La semana pasada hablamos del aplauso general con que la opinión pública ha recibido el acuerdo entre varios partidos políticos para trabajar en la elaboración de un pacto para la educación, de cuya necesidad nadie parece dudar. A la vez, hacíamos notar que cualquier pacto educativo exige la presencia de todos los interesados en el asunto, entre ellos y no en último lugar, los padres y sus respectivas asociaciones en el ámbito educativo.
En efecto, con ser importante el acuerdo entre las fuerzas legislativas en el parlamento para elaborar una nueva ley de educación, resulta imprescindible la participación de los padres en alguna fase de su elaboración. Por otro lado, la atención se ha de centrar principalmente en las líneas generales que deberán dirigir los trabajos encaminados a hacerla posible. También sería conveniente que se diese un cierto consenso social en este punto, ya que no siempre ni necesariamente coincide el modo de ver de los ciudadanos de a pie con las ideas de los legisladores, por más que estos sean sus legítimos representantes. La representación no es tan perfecta como para permitir, sin más, la identificación entre el modo de pensar de los representados y el de sus representantes. En ocasiones las diferencias son profundas en algunos puntos de relieve. De ahí que parezca demasiado reductivo limitar el pacto educativo al que se puede dar entre diversas fuerzas políticas.

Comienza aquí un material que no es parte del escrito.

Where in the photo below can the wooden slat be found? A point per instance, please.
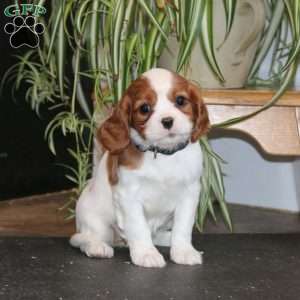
(249, 97)
(36, 216)
(275, 129)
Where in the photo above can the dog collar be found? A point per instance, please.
(156, 149)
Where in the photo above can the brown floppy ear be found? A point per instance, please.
(201, 120)
(113, 134)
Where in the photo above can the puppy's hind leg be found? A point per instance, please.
(95, 216)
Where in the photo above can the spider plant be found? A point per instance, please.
(99, 46)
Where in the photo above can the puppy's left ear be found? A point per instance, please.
(201, 120)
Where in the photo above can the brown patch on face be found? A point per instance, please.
(143, 99)
(186, 96)
(134, 110)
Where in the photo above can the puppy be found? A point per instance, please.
(146, 186)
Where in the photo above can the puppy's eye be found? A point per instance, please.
(145, 108)
(180, 100)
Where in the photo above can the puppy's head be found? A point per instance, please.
(160, 109)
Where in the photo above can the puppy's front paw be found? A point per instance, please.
(186, 255)
(98, 249)
(148, 257)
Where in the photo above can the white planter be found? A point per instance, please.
(235, 56)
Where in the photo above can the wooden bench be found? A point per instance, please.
(277, 130)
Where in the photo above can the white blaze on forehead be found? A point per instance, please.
(159, 79)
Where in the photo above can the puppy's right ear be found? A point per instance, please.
(113, 134)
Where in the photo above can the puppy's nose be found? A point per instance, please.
(167, 122)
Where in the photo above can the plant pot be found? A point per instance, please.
(234, 56)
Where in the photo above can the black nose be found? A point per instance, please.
(167, 122)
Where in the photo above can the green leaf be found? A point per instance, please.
(147, 9)
(283, 87)
(206, 40)
(229, 7)
(269, 36)
(192, 32)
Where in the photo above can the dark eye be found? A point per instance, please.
(180, 100)
(145, 108)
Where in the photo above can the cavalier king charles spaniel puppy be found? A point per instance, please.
(145, 189)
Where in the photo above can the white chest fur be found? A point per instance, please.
(157, 186)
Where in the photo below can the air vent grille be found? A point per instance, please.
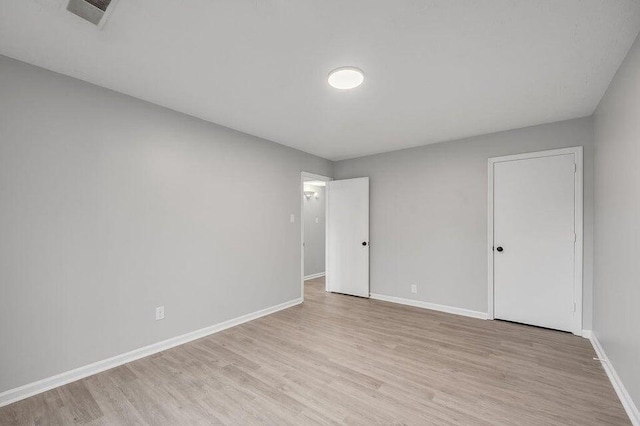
(90, 10)
(100, 4)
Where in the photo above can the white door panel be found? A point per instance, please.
(347, 230)
(534, 225)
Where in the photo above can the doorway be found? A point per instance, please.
(314, 229)
(535, 239)
(335, 234)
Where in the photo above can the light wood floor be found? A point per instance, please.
(344, 360)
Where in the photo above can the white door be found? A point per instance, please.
(348, 236)
(534, 237)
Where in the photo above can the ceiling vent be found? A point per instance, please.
(94, 11)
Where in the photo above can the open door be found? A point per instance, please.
(348, 236)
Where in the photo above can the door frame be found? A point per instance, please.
(579, 229)
(322, 178)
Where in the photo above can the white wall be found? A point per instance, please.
(314, 233)
(111, 206)
(616, 317)
(429, 212)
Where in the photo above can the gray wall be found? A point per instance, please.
(110, 206)
(429, 212)
(314, 233)
(617, 223)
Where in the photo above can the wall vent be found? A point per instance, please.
(93, 11)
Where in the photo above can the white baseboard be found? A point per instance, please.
(432, 306)
(313, 276)
(618, 386)
(25, 391)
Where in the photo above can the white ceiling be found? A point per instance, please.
(435, 70)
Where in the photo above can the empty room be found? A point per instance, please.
(305, 212)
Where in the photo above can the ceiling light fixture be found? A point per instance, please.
(346, 78)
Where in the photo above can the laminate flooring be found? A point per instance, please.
(338, 359)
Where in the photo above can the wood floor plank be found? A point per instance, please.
(344, 360)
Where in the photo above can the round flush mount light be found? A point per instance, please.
(346, 78)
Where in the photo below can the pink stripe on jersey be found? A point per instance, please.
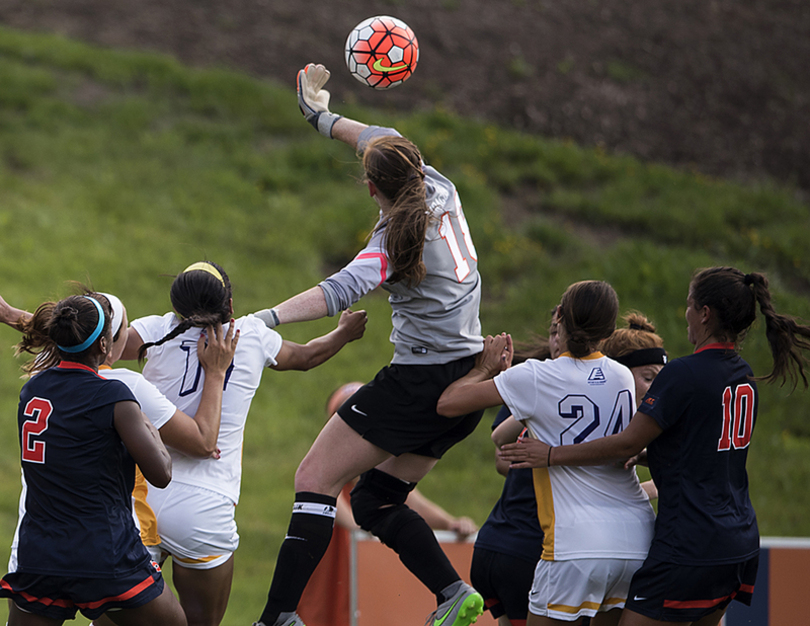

No faltan quienes sospechan que el así llamado “pacto educativo” pueda constituir, a la postre y más allá de las buenas intenciones de muchos, una manera de introducir subrepticiamente en el corazón del sistema educativo ideas, concepciones del hombre, de la familia y de la sociedad, que poco se corresponden con las que sostienen una mayoría de los padres de los chicos y chicas en edad escolar.
Con demasiada frecuencia se tiene la impresión de que existe un claro empeño por parte de agentes cuya identificación resulta mucho menos clara, por “propagandar” primero e implantar después en la sociedad ciertas corrientes culturales. En ocasiones, en efecto, como de repente, se asiste a la publicación de artículos de fondo en periódicos importantes en distintos puntos del globo, a la difusión de novelas o a la proliferación de películas de parecida temática y de idénticos planteamientos que dan la impresión de obedecer a un bien detallado y proyectado plan destinado a producir un fuerte impacto en la sociedad, a la que son presentados con indudable atractivo y arte. Atractivo y arte que no escapan, sin embargo, a la idea de que esconden no poco de artificio en su intento de superar las resistencias que encuentran en el entramado de ideas que componen el imaginario colectivo de un determinado país.
A propósito de alguno de estos asuntos, el Papa ha hablado de una verdadera colonización cultural. Una colonización no tanto de personas cuanto de ideas: del conjunto de ideas que van de un país a otro para establecerse en él. No son ideas autóctonas, sino advenedizas, forasteras; algo que viene de fuera, ajeno a la propia tradición y cultura; algo que se quiere, de algún modo, imponer por diversos medios a lo propio y originario de un pueblo. La colonización trae como consecuencia una especie de reconstrucción del país. Ya no es lo que era. No se trata simplemente de eliminar defectos, de corregir posibles desviaciones o de equilibrar extremismos. Tampoco se trata de negarse a aceptar elementos positivos de otras culturas o de estar abiertos a novedades enriquecedoras. No; en la colonización ideológica está en juego la identidad, la idiosincrasia de un país, de su manera de ser y de existir.
No falta quien piensa que algo de esto se está produciendo hoy, o puede producirse, en el mundo de la educación. De ello nos ocuparemos en sucesivas cartas semanales. Hablaremos en concreto, Dios mediante, de la ideología de género.